I order to understand the problematic of use of the Julia language for very large software project (>100,000 code statements, >100 developers), I would like to know which is the largest project or which are the largest ones written in Julia.
I would also be happy to hear about possible encountered difficulties in these projects linked to their size and issues we should consider.
Invenia has 400.000 lines of Julia code in production for apparently over 3 years now (and I has 74 employees in total, not all developers): https://news.ycombinator.com/item?id=24083601
It was the largest Julia project I knew of at the time (and 400.000 lines might be an outdated number), likely still is, and maybe by employee count too? Anyone have more (than a 100) developers?
SciML ecosystem seems huge, maybe it’s largest, but it’s not just one package, at was over a 100 if I recall. OrdinaryDiffEq.jl one of its packages is or was 92.308 lines of code.
For the whole package ecosystem it’s at least 8 million lines (11+ with docs), but those numbers are outdated, there are now 7600 packages or 47% more since that count in 2021.
At the time AWSSDK.jl was the largest single package at 264.115 lines, followed by AWS.jl at 225.723, so it doesn’t seem too hard to have a half a million-lines of code project (with your dependencies counted… if both of those are needed, are they ever?).
I am fairly sure nowhere has over 100 paid julia developers.
Invenia, RelationAI and JuliaComputing all are around 50, from my memory.
SciML github org has 64 members, but odds are a lot of them are not active anymore.
I haven’t run numbers on Invenia’s codebase in a while. I would guess over half a million lines of code now.

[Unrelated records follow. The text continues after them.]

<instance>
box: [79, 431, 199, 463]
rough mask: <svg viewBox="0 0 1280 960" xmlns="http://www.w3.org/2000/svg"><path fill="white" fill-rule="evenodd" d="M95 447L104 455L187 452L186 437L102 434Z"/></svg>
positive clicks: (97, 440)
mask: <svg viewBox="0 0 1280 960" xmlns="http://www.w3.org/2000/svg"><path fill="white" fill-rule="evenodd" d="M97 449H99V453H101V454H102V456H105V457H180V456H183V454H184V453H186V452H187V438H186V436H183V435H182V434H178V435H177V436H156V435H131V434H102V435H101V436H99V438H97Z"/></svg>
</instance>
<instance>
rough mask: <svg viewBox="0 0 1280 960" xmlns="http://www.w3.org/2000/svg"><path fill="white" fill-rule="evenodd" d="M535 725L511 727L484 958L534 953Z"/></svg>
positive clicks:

We did do some pretty huge refactorings though, and removed 100K or so with that; but i suspect we added 200K net since i counted the 400K LOC.
@oxinabox, has the “time to first plot” been an issue for the Invenia projet? Did it require special care, e.g. limiting dependencies, precompilation? We have a concern that for a large project the time to precompilation on start-up could be an issue and could require special attention.

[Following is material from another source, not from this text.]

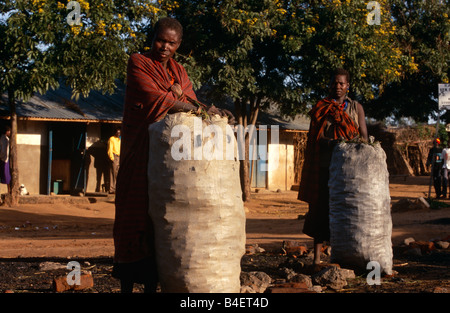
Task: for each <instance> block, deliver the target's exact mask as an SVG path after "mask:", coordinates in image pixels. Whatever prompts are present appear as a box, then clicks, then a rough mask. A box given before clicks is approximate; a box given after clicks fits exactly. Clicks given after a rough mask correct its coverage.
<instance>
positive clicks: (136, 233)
mask: <svg viewBox="0 0 450 313" xmlns="http://www.w3.org/2000/svg"><path fill="white" fill-rule="evenodd" d="M167 69H168V71H166V70H165V69H164V68H163V66H162V64H161V63H159V62H157V61H155V60H153V59H152V58H151V56H150V54H139V53H135V54H132V55H131V56H130V59H129V61H128V67H127V87H126V95H125V106H124V114H123V124H122V142H121V153H120V166H119V173H118V177H117V186H116V200H115V204H116V216H115V221H114V229H113V237H114V245H115V255H114V261H115V262H117V263H129V262H136V261H139V260H142V259H144V258H149V257H150V258H151V257H153V253H154V252H153V251H152V246H153V227H152V223H151V220H150V217H149V215H148V183H147V163H148V154H149V151H148V149H149V135H148V126H149V125H150V124H152V123H154V122H156V121H159V120H161V119H163V118H164V117H165V115H166V114H167V112H168V111H169V110H170V108H171V107H172V106H173V105H174V103H175V101H176V100H178V101H183V102H186V98H185V97H190V98H192V99H197V98H196V95H195V93H194V91H193V89H192V84H191V82H190V80H189V77H188V75H187V73H186V70H185V69H184V68H183V67H182V66H181V65H180V64H178V63H177V62H176V61H175V60H173V59H170V60H169V61H168V63H167ZM169 73H170V75H169ZM174 83H178V84H180V86H181V88H182V90H183V94H184V95H185V96H182V97H181V98H180V99H177V97H176V95H175V94H174V93H173V92H172V91H171V90H170V88H171V86H172V85H173V84H174Z"/></svg>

It’s not clear to me why the plot packages are specifically affected by the precompilation time: is it link to the use case (support of different backends?) or to the size of the packages. In the latter case I’m concern if the time will scale up for larger projects.
Note: the AWSSDK.jl projet code is not really large: the lines are mainly docstrings, that were included in the count of the Eric P. Hanson and Mosè Giordano’s article.
Thanks, that may be. By now AWS.jl which “replaces AWSCore.jl and AWSSDK.jl which previously provided low-level and high-level APIs respectively.” is now 518801 lines of code (a bit larger than doubled or AWS.jl + AWSSDK.jl), likely single largest Julia package, still startup can be fast:
julia> @time using AWS
0.489314 seconds (498.29 k allocations: 34.409 MiB, 42.70% compilation time)
julia> using PackageAnalyzer
julia> analyze("Pluto") # also roughly doubled in size
Package Pluto:
* repo: https://github.com/fonsp/Pluto.jl.git
* uuid: c3e4b0f8-55cb-11ea-2926-15256bba5781
* is reachable: true
* lines of Julia code in `src`: 9046
* lines of Julia code in `test`: 5884
* has license(s) in file: MIT
* filename: LICENSE
* OSI approved: true
* has license(s) in Project.toml: MIT
* OSI approved: true
* has documentation: false
* has tests: true
* has continuous integration: true
* GitHub Actions
“lines of Julia code in src” doesn’t take into account docstrings, it would be a good option to do that (or by default?), and another option might be to look at all dependencies of a package (recursively). For some reason, “number of contributors: 63” is gone can be seen in the help string for analyze, where I got the previous size of Pluto (not Plots which is 19296 lines of code).
It has never been a huge problem.
Time to first plot is a huge problem for like little commandline utilities.
That might get launched in a loop via bash etc.
Invenia’s main system runs for an hour each time it is used.
So startup time is not significant as a portion of this
When you think about common large applications, like MS-Word or the Matlab IDE, start-up times are much longer.
We do sometimes compile system images with PackageCompiler.jl, e.g. when we are doing hyperparameter searches.
And we do run Pkg.precompile() while building our docker images.
but these are using the tools basically just straight out of the box following manual, no real advanced options, no special care required in designing out packages.
Definately the parallel precompilation that was introduced in 1.6 was a huge boon prior to that, yeah full precompile time, on a fresh system, could take 10 minutes or so, and now it is under 1 (numbers off the top of my head.)
And precompilation only has to be done once (and normally is much faster as some things will already be precompiled)
It’s not clear to me why the plot packages are specifically affected by the precompilation time.
It is because they have a lot of methods that are called only once with each type of argument.
Plotting has been described as like an almost optimally bad thing for julia’s type-base specialization JIT.